Hal yang menarik untuk dicatat, ajaran Buddha banyak memanfaatkan seni plastis seperti seni pahat,
seni patung, lukisan, dan literatur, tetapi amat jarang memanfaat seni musik dan tari.
Seni rupa Buddha terus berkembang di India hingga beberapa abad kemudian. Pada abad ke-5 M, fresko
atau seni lukis dinding Buddha mencapai puncak pencapaian estetikanya dengan contoh karya terbaik;
fresko Bodhisatwa Padmapani dengan ekspresi yang teduh nan anggun terlukis di dinding Gua Ajanta,
yang dikembangkan oleh Raja Harishena dari Wangsa Wakataka. Seni Buddha di India yang berasal dari
periode ini seolah menjadi purwarupa bagi karya seni Buddha di wilayah lain, menjadi contoh dan
diteladani. Patung batu pasir berwarna merah muda dari Mathura yang berkembang pada masa
Kekaisaran Gupta kurun abad ke-4 sampai ke-6 M telah mencapai tingkat kehalusan dan keindahan yang
sedemikian rupa dalam penyelesaian dan modelnya. Seni rupa aliran Gupta menjadi sedemikian
berpengaruhnya hingga menyebar ke wilayah Asia lainnya. Pada abad ke-10, seni Buddha mulai
memudar di India, sedangkan Hindu dan Islam terus berkembang di India.[2]

Pada akhir abad ke-12 sisa-sisa kejayaan Buddha hanya bertahan di wilayah pegunungan Himalaya di
India utara. Kawasan ini karena lokasinya lebih banyak bersentuhan dengan Tibet dan Tiongkok, sebagai
contoh seni dan tradisi Ladakh menunjukkan ciri pengaruh Tibet dan Tiongkok.

Peta penyebaran ajaran Buddha

Seiring dengan penyebaran ajaran Buddha keluar dari India pada abad pertama masehi, kemasan artistik
aslinya berpadu dengan pengaruh artistik lainnya, menghasilkan keanekaragaman progresif di antara
negara-negara yang menganut ajaran Buddha.

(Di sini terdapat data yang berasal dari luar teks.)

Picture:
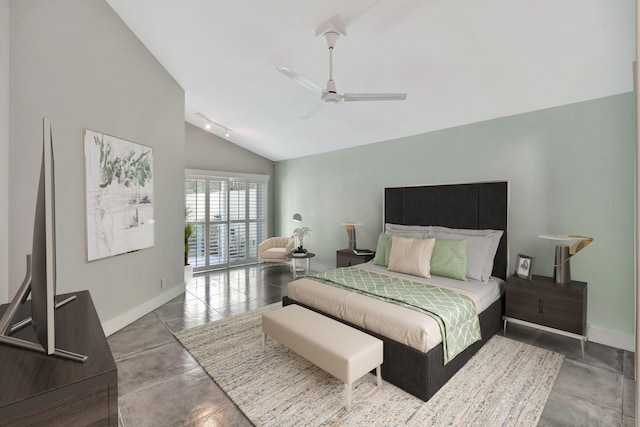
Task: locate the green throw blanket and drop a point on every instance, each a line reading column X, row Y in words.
column 454, row 312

Penyebaran ajaran sekaligus seni rupa Buddha
mengambil dua arah percabangan; jalur utara dan jalur selatan.

Jalur Utara bermula sejak abad pertama masehi, melalui jalur Asia Tengah, Nepal, Tibet, Bhutan,
Tiongkok, Korea, Jepang dan Vietnam. Aliran yang berkembang adalah aliran Buddha Mahayana.

Jalur Selatan, yang didominasi aliran Buddha Theravada, melalui Sri Lanka, Myanmar, Thailand,
Kamboja, dan Laos. Sementara di Indonesia ajaran Mahayana lebih berkembang.[2]